A great deal of effort goes into romanticizing the Japanese warrior's code, Bushido. But the director apparently feels the need to spell out everything for the audience. There is no attempt to let us draw our own conclusions, or to let us figure stuff out on our own. If a warrior spends time trying to write a poem about Cherry blossoms and then sees them as he dies, he will mention them and what they mean. Apparently the possibility of some poor shlub paying his $8 and not getting the point was just too much for the film-makers to risk. As a result, a movie which would be best served by subtlety has none.
While some of the fight scenes were beautifully choreographed and filmed, the Samurai are not the Plains Indians (as the movie explicitly tries to convince us) and the non-fight scenes are a waste of our time. There was a good movie in here someplace, but it's buried under tired cinematic cliches and the need to accomodate Cruise's stardom.
The Samurai were, as the movie points out over and over, bound by honor in ways the modern man finds unfathomable. They were also, as the movie pointedly ignores, brutally cruel towards the commoners they considered inferior to themselves. A better film might've explored this nuance, that the Samurai were honorable and steadfast at the same time they were arrogant and cruel.
There is a scene in which the peasants making up the new Japanese army harass a young Samurai and cut off his topknot. This is played out simply as an unnecessary indignity heaped on an honorable man, but it could've been used for much more. It could've explored the fact that the soldiers were justified in ther hatred of the Samurai, that a military elite spending 1000 years ruling by the sword is going to provoke hatred and resentment.
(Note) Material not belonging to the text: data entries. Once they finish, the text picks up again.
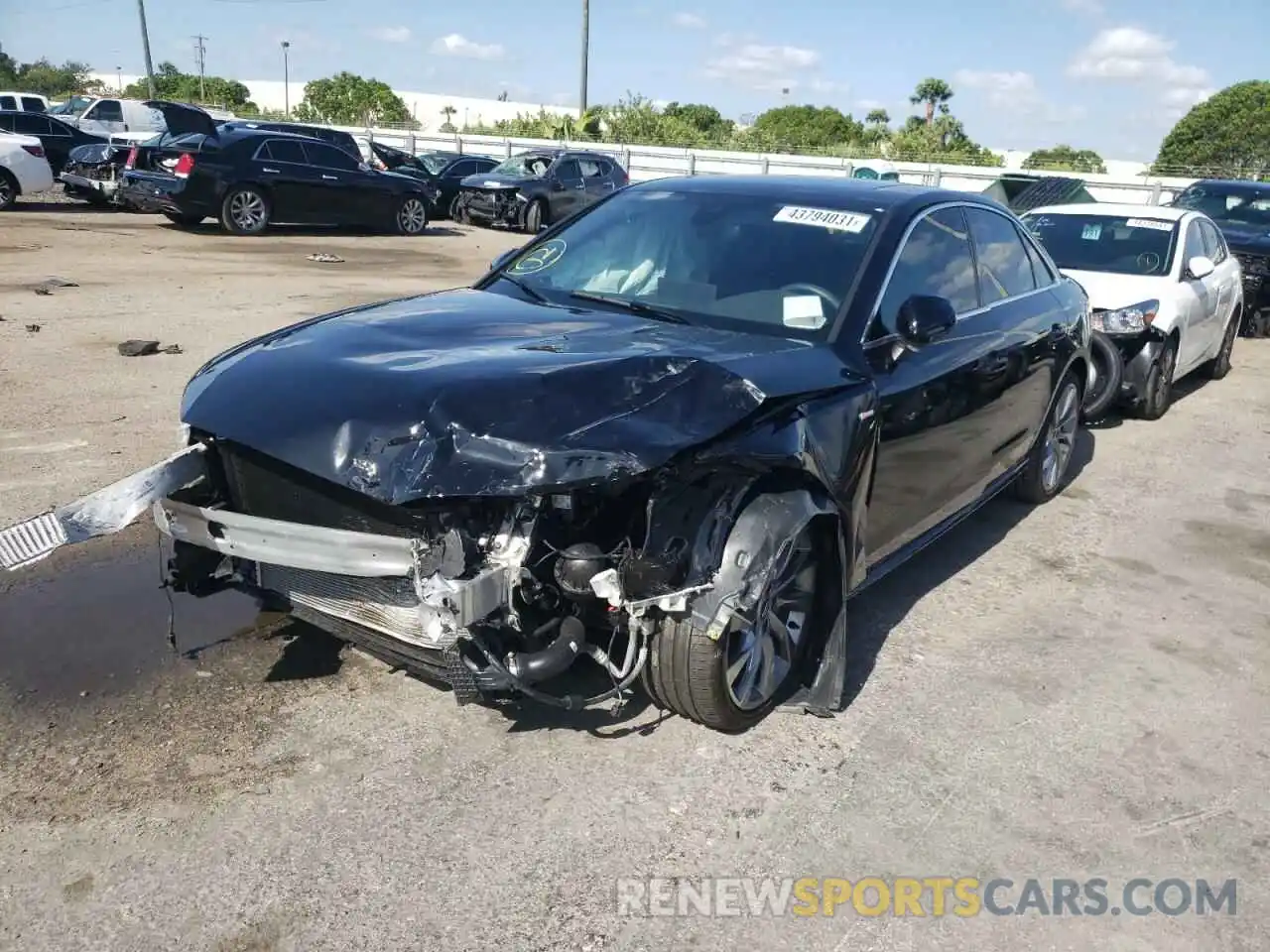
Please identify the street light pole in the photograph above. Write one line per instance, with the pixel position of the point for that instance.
(286, 80)
(585, 45)
(145, 45)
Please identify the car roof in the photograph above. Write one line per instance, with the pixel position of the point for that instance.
(1124, 209)
(881, 194)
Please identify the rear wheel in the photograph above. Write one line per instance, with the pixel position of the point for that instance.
(1160, 384)
(1049, 461)
(412, 217)
(245, 211)
(733, 680)
(8, 189)
(185, 221)
(1220, 365)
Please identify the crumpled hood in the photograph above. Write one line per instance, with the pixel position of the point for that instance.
(470, 394)
(484, 179)
(1114, 291)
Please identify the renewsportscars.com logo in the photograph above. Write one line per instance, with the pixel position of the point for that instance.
(962, 896)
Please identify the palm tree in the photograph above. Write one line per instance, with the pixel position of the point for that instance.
(933, 93)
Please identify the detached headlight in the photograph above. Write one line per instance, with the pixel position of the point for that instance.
(1127, 320)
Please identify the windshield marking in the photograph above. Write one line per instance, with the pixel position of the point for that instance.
(829, 218)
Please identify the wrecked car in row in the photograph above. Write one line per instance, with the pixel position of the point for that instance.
(662, 444)
(538, 188)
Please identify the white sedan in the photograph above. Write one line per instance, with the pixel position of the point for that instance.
(23, 168)
(1164, 289)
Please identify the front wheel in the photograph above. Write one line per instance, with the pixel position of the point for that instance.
(1049, 461)
(730, 679)
(412, 217)
(245, 211)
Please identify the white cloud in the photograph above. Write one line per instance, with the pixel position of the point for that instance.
(390, 35)
(763, 67)
(456, 45)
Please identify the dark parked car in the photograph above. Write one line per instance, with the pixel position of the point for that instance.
(252, 178)
(539, 188)
(56, 136)
(444, 171)
(1241, 209)
(335, 137)
(675, 434)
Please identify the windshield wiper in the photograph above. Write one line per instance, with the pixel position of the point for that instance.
(630, 304)
(539, 298)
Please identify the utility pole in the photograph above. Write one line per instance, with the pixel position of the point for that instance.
(145, 45)
(200, 53)
(585, 45)
(286, 80)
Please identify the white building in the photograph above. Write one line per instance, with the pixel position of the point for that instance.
(425, 107)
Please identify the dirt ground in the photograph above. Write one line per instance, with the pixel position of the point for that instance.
(1069, 692)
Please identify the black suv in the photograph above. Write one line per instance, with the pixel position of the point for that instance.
(538, 188)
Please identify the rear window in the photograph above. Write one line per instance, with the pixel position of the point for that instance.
(1106, 243)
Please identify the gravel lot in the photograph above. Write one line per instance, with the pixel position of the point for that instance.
(1076, 690)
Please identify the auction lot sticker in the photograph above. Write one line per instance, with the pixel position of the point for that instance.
(540, 258)
(824, 218)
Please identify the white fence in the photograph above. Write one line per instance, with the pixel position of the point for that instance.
(659, 162)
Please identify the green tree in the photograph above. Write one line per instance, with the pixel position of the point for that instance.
(807, 127)
(1225, 135)
(1066, 159)
(181, 86)
(935, 94)
(347, 99)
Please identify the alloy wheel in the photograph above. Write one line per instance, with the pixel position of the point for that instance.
(761, 653)
(413, 217)
(246, 209)
(1061, 438)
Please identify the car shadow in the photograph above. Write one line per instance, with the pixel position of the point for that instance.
(876, 612)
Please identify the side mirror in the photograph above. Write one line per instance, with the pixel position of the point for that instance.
(1201, 267)
(926, 317)
(503, 258)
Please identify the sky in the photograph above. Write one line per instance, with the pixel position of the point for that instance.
(1110, 75)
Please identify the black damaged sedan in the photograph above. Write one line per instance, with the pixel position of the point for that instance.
(662, 444)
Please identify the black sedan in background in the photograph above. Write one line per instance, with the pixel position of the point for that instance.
(666, 442)
(444, 171)
(58, 137)
(538, 188)
(252, 178)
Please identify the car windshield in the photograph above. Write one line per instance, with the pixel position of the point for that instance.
(435, 164)
(1234, 204)
(724, 259)
(1114, 244)
(524, 166)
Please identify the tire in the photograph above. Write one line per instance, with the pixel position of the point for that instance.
(1049, 461)
(185, 221)
(716, 682)
(412, 216)
(245, 211)
(9, 189)
(1107, 376)
(534, 216)
(1220, 365)
(1160, 384)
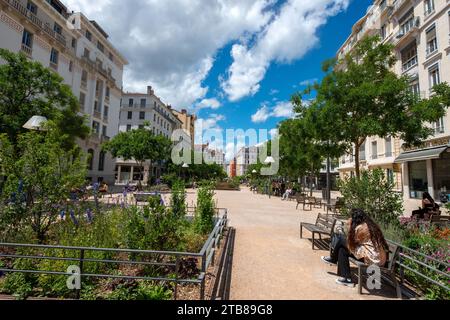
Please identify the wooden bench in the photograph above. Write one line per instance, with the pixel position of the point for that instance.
(387, 273)
(309, 201)
(324, 226)
(300, 200)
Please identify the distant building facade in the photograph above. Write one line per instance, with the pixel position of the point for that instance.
(420, 32)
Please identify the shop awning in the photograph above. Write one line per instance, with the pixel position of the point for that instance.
(423, 154)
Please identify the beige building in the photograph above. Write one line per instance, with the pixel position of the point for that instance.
(141, 109)
(188, 121)
(85, 59)
(420, 32)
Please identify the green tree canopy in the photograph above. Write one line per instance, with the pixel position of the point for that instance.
(361, 96)
(27, 88)
(140, 145)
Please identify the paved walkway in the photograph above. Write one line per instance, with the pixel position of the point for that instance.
(270, 260)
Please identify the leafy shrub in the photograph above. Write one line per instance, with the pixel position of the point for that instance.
(152, 228)
(178, 199)
(439, 249)
(374, 194)
(204, 218)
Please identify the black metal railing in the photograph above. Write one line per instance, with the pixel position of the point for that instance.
(80, 256)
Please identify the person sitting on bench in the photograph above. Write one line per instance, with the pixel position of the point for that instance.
(429, 206)
(365, 242)
(287, 194)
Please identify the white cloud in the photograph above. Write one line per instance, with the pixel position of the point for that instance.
(261, 115)
(171, 44)
(212, 103)
(288, 36)
(283, 109)
(308, 82)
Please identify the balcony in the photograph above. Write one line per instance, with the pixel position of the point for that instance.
(97, 114)
(27, 50)
(397, 5)
(54, 66)
(411, 27)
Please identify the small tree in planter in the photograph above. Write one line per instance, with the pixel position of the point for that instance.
(375, 194)
(178, 200)
(205, 209)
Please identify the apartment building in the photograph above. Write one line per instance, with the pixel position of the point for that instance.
(85, 59)
(245, 157)
(188, 123)
(146, 110)
(420, 32)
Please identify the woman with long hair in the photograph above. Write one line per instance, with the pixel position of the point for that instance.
(365, 242)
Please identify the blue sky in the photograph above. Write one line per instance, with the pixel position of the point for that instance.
(235, 63)
(282, 80)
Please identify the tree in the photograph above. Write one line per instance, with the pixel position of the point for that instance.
(38, 182)
(364, 97)
(140, 145)
(27, 88)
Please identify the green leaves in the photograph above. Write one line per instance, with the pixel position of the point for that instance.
(27, 88)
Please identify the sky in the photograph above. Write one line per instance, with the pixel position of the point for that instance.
(234, 63)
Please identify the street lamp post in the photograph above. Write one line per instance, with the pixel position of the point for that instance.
(269, 161)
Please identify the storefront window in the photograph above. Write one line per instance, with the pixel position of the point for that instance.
(418, 181)
(441, 173)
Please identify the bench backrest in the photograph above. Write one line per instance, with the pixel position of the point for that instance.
(393, 254)
(325, 221)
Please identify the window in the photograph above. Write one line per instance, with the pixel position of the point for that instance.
(439, 126)
(82, 100)
(105, 112)
(96, 106)
(441, 173)
(431, 40)
(57, 28)
(374, 150)
(27, 39)
(388, 147)
(54, 56)
(434, 75)
(418, 179)
(96, 127)
(429, 7)
(383, 31)
(415, 87)
(362, 152)
(88, 35)
(84, 76)
(409, 56)
(101, 161)
(32, 7)
(90, 160)
(100, 46)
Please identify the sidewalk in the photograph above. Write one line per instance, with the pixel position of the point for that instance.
(271, 262)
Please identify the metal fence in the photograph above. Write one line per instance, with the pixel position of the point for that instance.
(427, 266)
(167, 259)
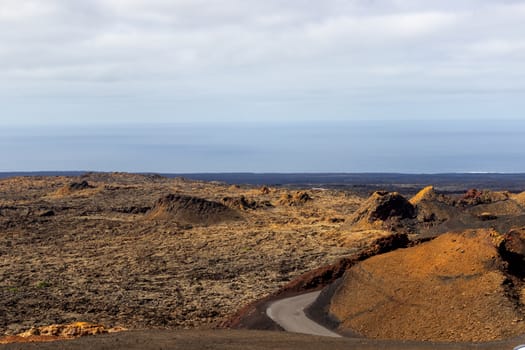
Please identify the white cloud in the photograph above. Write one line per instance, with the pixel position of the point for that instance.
(203, 49)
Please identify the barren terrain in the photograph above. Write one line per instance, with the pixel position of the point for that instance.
(98, 248)
(124, 251)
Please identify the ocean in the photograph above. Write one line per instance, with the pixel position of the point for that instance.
(357, 146)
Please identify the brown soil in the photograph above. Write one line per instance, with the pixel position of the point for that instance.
(458, 287)
(95, 254)
(237, 340)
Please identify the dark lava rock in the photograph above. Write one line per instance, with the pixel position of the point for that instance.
(382, 206)
(191, 210)
(77, 186)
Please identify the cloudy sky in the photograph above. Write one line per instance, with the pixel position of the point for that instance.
(93, 61)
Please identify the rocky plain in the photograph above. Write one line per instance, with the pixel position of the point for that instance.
(102, 253)
(138, 251)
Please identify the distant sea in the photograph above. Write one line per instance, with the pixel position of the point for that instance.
(359, 146)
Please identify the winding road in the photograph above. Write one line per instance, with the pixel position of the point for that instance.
(289, 314)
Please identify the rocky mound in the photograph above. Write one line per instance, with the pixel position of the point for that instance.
(475, 197)
(429, 213)
(244, 203)
(188, 210)
(383, 210)
(74, 187)
(59, 332)
(293, 200)
(426, 194)
(457, 287)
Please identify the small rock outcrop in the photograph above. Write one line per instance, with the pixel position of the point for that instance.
(476, 197)
(190, 210)
(244, 203)
(383, 210)
(294, 200)
(74, 187)
(449, 289)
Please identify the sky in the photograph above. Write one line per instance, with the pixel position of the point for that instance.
(190, 61)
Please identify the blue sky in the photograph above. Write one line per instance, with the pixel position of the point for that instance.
(136, 61)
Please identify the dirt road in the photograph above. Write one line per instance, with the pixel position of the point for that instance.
(289, 314)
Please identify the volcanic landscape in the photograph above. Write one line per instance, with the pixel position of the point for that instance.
(107, 252)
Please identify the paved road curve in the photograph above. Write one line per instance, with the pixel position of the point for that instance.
(289, 314)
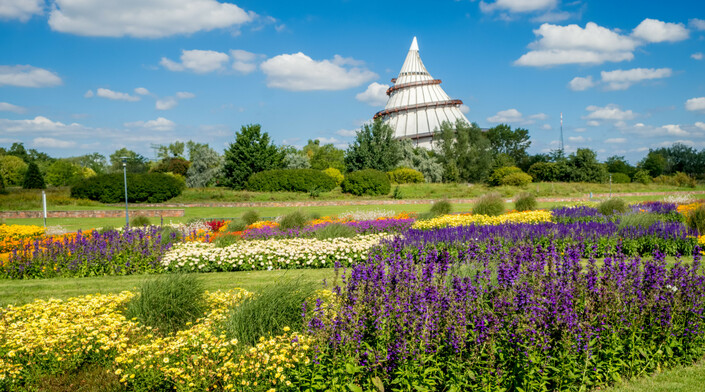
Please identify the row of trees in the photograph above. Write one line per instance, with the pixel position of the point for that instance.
(462, 153)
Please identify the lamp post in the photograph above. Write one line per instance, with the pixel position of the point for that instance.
(124, 173)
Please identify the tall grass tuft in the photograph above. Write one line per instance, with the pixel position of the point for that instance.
(266, 313)
(489, 204)
(168, 302)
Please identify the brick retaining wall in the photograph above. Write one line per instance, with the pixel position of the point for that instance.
(90, 214)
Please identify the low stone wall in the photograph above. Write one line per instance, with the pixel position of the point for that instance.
(90, 214)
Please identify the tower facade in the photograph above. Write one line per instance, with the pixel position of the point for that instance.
(417, 104)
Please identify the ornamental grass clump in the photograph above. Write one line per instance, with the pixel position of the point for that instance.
(490, 204)
(168, 302)
(269, 311)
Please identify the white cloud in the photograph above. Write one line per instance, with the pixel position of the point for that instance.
(299, 72)
(198, 61)
(610, 112)
(27, 76)
(144, 18)
(518, 6)
(695, 104)
(50, 142)
(160, 124)
(652, 30)
(8, 107)
(622, 79)
(115, 95)
(581, 84)
(697, 24)
(20, 9)
(375, 95)
(616, 140)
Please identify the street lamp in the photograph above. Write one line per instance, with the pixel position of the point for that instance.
(124, 173)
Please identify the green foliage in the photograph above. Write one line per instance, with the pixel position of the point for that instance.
(335, 174)
(335, 230)
(252, 152)
(109, 188)
(266, 313)
(525, 201)
(12, 169)
(489, 204)
(290, 180)
(366, 182)
(33, 178)
(293, 220)
(696, 219)
(374, 148)
(405, 175)
(620, 178)
(250, 217)
(643, 177)
(168, 302)
(441, 207)
(613, 206)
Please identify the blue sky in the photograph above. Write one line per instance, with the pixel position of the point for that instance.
(78, 76)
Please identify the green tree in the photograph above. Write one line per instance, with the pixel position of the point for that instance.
(136, 163)
(374, 148)
(33, 178)
(12, 169)
(252, 152)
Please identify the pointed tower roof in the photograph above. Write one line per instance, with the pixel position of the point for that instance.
(417, 104)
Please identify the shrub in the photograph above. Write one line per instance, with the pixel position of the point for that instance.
(335, 174)
(250, 217)
(168, 302)
(612, 206)
(366, 182)
(140, 220)
(335, 230)
(404, 175)
(516, 179)
(441, 207)
(290, 180)
(696, 219)
(489, 204)
(293, 220)
(525, 201)
(620, 178)
(266, 313)
(109, 188)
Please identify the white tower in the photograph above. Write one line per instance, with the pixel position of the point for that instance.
(417, 104)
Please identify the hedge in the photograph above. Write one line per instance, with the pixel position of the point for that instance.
(366, 182)
(109, 188)
(290, 180)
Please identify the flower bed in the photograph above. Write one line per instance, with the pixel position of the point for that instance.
(269, 254)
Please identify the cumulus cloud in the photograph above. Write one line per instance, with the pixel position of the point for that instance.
(299, 72)
(375, 95)
(695, 104)
(160, 124)
(20, 9)
(8, 107)
(145, 18)
(581, 84)
(610, 112)
(652, 30)
(50, 142)
(198, 61)
(27, 76)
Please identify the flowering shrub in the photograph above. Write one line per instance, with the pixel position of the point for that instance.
(269, 254)
(465, 219)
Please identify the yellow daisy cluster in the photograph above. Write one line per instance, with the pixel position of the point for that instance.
(467, 219)
(56, 335)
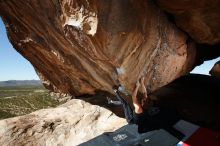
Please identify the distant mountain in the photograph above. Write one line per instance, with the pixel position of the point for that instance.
(20, 83)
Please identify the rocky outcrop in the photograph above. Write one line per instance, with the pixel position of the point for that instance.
(68, 125)
(195, 97)
(78, 47)
(199, 18)
(215, 71)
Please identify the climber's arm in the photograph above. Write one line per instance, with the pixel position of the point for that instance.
(137, 105)
(144, 91)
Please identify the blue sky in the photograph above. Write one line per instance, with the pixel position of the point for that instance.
(15, 67)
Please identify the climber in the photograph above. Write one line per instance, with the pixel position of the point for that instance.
(146, 119)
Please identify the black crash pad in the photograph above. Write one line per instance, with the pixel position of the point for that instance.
(128, 136)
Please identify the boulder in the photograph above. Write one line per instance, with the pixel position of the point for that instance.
(79, 47)
(215, 71)
(199, 18)
(70, 124)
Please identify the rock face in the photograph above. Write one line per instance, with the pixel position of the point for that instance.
(68, 125)
(199, 18)
(195, 97)
(215, 71)
(78, 47)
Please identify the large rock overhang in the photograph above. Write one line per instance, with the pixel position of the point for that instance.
(78, 47)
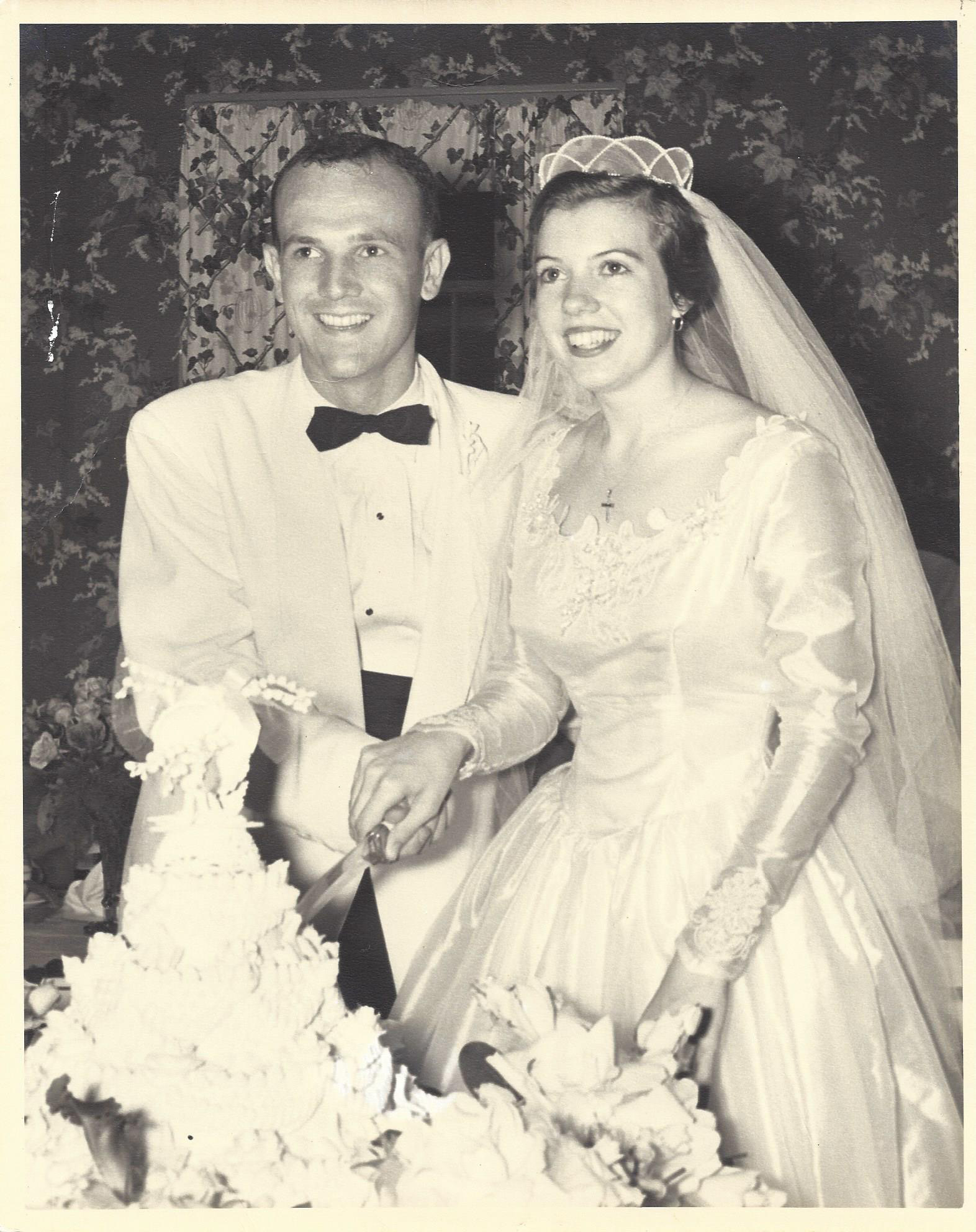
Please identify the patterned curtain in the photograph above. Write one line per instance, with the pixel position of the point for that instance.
(233, 151)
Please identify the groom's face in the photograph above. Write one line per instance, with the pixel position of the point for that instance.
(351, 266)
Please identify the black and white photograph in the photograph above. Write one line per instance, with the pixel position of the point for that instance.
(490, 633)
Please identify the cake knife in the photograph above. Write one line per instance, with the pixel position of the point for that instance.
(328, 900)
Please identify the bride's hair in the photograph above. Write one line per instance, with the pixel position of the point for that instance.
(677, 231)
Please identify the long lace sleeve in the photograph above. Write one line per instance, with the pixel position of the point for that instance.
(809, 574)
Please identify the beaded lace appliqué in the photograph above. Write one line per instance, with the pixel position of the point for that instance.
(598, 576)
(728, 923)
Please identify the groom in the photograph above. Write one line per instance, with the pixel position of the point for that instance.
(329, 522)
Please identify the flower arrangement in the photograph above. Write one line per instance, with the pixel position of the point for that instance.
(561, 1116)
(77, 787)
(558, 1114)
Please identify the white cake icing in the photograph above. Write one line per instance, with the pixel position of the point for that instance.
(221, 1021)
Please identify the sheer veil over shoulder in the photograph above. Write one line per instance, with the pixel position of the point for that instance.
(766, 786)
(757, 340)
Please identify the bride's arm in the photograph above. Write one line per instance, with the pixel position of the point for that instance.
(809, 573)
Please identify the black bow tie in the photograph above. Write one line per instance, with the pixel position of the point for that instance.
(332, 427)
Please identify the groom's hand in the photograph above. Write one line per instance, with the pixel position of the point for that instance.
(412, 775)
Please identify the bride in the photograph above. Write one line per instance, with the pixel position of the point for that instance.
(710, 563)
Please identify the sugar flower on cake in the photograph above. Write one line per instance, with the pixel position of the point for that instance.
(571, 1074)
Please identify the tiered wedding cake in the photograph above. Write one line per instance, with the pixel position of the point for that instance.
(212, 1023)
(206, 1058)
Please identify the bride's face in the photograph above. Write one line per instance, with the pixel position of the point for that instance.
(602, 294)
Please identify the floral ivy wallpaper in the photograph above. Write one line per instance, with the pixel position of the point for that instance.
(833, 146)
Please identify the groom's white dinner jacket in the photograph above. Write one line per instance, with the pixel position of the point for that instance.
(233, 561)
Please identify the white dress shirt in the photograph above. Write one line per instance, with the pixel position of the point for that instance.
(385, 494)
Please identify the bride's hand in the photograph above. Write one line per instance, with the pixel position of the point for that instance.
(683, 987)
(412, 775)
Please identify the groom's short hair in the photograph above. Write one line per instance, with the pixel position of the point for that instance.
(361, 148)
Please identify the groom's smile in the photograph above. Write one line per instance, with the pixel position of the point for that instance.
(351, 265)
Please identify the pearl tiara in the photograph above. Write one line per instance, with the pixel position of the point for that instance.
(619, 155)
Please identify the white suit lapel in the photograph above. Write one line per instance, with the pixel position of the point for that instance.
(319, 638)
(455, 605)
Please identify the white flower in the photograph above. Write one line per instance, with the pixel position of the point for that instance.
(528, 1008)
(590, 1175)
(470, 1154)
(43, 751)
(736, 1187)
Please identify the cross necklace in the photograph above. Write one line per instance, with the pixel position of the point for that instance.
(608, 503)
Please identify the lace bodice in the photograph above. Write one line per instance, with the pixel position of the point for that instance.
(719, 656)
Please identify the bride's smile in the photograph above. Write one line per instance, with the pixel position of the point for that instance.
(603, 300)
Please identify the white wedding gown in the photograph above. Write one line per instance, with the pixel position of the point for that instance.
(718, 664)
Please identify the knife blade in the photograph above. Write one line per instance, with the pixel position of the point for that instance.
(328, 900)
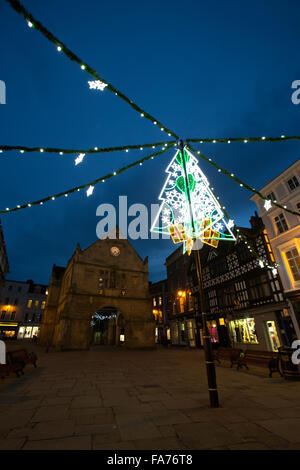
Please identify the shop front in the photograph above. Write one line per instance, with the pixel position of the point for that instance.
(8, 330)
(257, 331)
(28, 332)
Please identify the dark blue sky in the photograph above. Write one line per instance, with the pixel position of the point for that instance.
(205, 69)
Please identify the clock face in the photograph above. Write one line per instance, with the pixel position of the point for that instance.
(115, 251)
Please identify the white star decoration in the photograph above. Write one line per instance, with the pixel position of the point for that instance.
(90, 191)
(79, 158)
(268, 204)
(97, 85)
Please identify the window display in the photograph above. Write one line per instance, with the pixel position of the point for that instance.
(243, 330)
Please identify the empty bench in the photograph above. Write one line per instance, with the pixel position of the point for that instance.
(229, 354)
(16, 361)
(269, 359)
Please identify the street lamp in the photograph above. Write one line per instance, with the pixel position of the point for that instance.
(209, 360)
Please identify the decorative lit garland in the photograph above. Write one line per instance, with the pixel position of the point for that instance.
(245, 140)
(95, 150)
(61, 47)
(89, 185)
(243, 184)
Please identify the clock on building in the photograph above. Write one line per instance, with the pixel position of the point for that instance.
(115, 251)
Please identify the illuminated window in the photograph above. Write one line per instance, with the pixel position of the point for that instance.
(269, 246)
(281, 223)
(271, 196)
(243, 330)
(293, 183)
(294, 262)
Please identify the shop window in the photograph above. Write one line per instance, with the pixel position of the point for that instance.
(294, 262)
(212, 326)
(260, 287)
(271, 196)
(273, 335)
(281, 224)
(243, 331)
(181, 304)
(293, 183)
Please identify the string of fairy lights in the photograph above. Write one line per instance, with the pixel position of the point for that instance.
(101, 84)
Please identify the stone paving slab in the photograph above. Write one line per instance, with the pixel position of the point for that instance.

The movie could've explore the fact modern industry and military power combined with the cruelty and arrogance of the Samurai could be some scary shit, or that the demands of efficiency in the modern market have their own cruelty and arrogance. Instead, we get handed the simple formula: Samurai good, modernity bad and are expected to swallow it whole. There was a good movie buried in here somplace, but this ain't it.